I don't know your background, but here is how I would explain it from the beginning. The presence of edge states for TIs/other QH systems is actually a very subtle thing. I have a considerable amount of background in this field (well for a beginning grad student I guess) but I still learn something new every time I read about the QH, FQH, QSHE, or 3D TIs. There are some great review articles written about TIs, one by Kane and Hassan, and it is always great to go back to the original papers. I also like Eduardo Fradkin's book a lot. Bernevig and Hughes also wrote a book just on TIs and TSCs, but I personally like Fradkin's style. Another thing about the QSHE is that it is very intimately related to the other topics I mentioned, so you should really read about the QHE and QAHE to really understand the subject. The original papers by Halperin and Laughlin among others are very nice.
As you probably know, in time reversal symmetric systems with an odd number of electrons you have Kramers degeneracy. For s=1/2 systems, time reversal can be written as isigma^y K where K is complex conjugation and T^2=-1. Time reversal identifies states at k and -k, so when you are at a time reversal symmetric point for some state |a>, then T|a> is also an eigenstate with the same energy as a. Time reversal also flips the spin.
TR polarization refers to looking at the polarization (the integral or the Berry connection) of one member of a Kramer's pair along a cycle. When doing this, you must separate the two halves of the brillouin zone as in equation 3.13 of the paper you are referring to and then relate them by TR. You then can use the relation of the states from time reversal to go to equation 3.14. The reason you need to separate the Brillouin zone is because if the state is topologically nontrivial, there will be a singularity. Equation 3.14 comes from the fact that you have initially picked a gauge. This is represented in the sewing matrix <u_n(-k)|T |u(k)>, which is antisymmetric. Note that for an antisymmetric 2*2 matrix, the pfaffian they refer to is just the 12 component. It is basically an off diagonal matrix of the phases for the states coming from the gauge choice
The log of this phase must be included in the berry connection since the berry connection is like the vector potential in momentum space and the Log of the pfaffian is basically some gauge transformation. You can think of the switch of partners as being like a magnetic monopole singularity. In this case you cannot globally define a vector potential because of the singularity at the origin. In the QSHE the state does not return to itself which is a singularity corresponding to a zero in the pfaffian. The way to overcome this is to define potentials in two sectors and relate them by some gauge transformation. This gauge transformation will be restricted because the wf must be single valued and lead to a topological invariant. For the QHE this is the hall conductance. But for the QSHE it is only modulo two since if there are inversions at two TR symmetric points, the state is trivial.
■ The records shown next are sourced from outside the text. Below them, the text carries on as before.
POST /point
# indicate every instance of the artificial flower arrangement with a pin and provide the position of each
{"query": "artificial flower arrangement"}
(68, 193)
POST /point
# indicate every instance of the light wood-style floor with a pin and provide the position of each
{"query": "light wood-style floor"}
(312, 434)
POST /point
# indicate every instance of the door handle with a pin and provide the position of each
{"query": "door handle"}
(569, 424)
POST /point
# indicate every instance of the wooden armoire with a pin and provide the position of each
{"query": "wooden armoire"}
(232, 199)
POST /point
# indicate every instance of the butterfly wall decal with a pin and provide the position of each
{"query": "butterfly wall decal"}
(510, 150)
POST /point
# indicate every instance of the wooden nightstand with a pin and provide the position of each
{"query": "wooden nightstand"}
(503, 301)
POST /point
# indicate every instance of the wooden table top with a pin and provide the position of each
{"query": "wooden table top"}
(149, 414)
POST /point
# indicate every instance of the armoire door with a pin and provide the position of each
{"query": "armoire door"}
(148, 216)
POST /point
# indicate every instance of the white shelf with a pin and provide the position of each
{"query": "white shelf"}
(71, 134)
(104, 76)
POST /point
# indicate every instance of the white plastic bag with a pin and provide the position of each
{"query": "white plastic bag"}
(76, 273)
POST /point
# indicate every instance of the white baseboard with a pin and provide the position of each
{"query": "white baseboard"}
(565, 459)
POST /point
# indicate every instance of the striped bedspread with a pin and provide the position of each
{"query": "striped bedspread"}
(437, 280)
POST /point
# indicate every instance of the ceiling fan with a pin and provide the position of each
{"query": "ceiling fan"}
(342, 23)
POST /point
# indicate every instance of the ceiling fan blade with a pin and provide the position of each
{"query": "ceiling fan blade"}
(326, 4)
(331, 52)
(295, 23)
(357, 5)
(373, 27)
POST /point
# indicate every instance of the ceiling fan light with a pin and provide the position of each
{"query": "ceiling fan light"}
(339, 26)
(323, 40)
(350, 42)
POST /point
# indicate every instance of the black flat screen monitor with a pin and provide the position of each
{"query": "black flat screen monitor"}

Now going back to your original question about edge states, the QSHE is actually just a copy of the Haldane model for each spin (the effective B field is from SO). For Haldane's model, you have broken TR and two Weyl fermions with different masses and an onsite potential M with opposite signs on the two sites as well as a staggered flux from NNN (t2). In Haldane's paper, there is a term in m=M-C t2 sin φ (forgot the constant) proportional to sigma^z which can be identified as a mass m in the relativistic energy. The two solutions for m are m=M-C t2 sin φ and m=M+Ct2sin φ. At M=C t2 sin φ you go through a transition where the gap closes and reopens. The hall conductance changes sign here. You can also go through the opposite transition (coming from -infinity) meaning that in between two values you have a nontrivial hall conductance which must mean you have broken TR. If you put the Haldane model next to an insulator with TR (or equivalently, the vacuum), it is like a domain wall where the hall conductance changes by -1. You can then solve the Dirac equation with a weyl spinor and mass proportional to sigma^z and a function of the length of the system. The mass changes sign at the domain wall and if you solve this equation, you see you get some state at the domain wall that decays exponentially into the bulk. You can see a linear dispersion for these states and that they traverse the gap. In the QSHE, the transition occurs from tuning SO. This means the spin up and spin down electrons have gaps of opposite sign. We get an odd number of pairs of edge states since even pairs can scatter and gap each other out. Also, spin is no longer a valid quantum number so the hall conductance is not quantized for this state.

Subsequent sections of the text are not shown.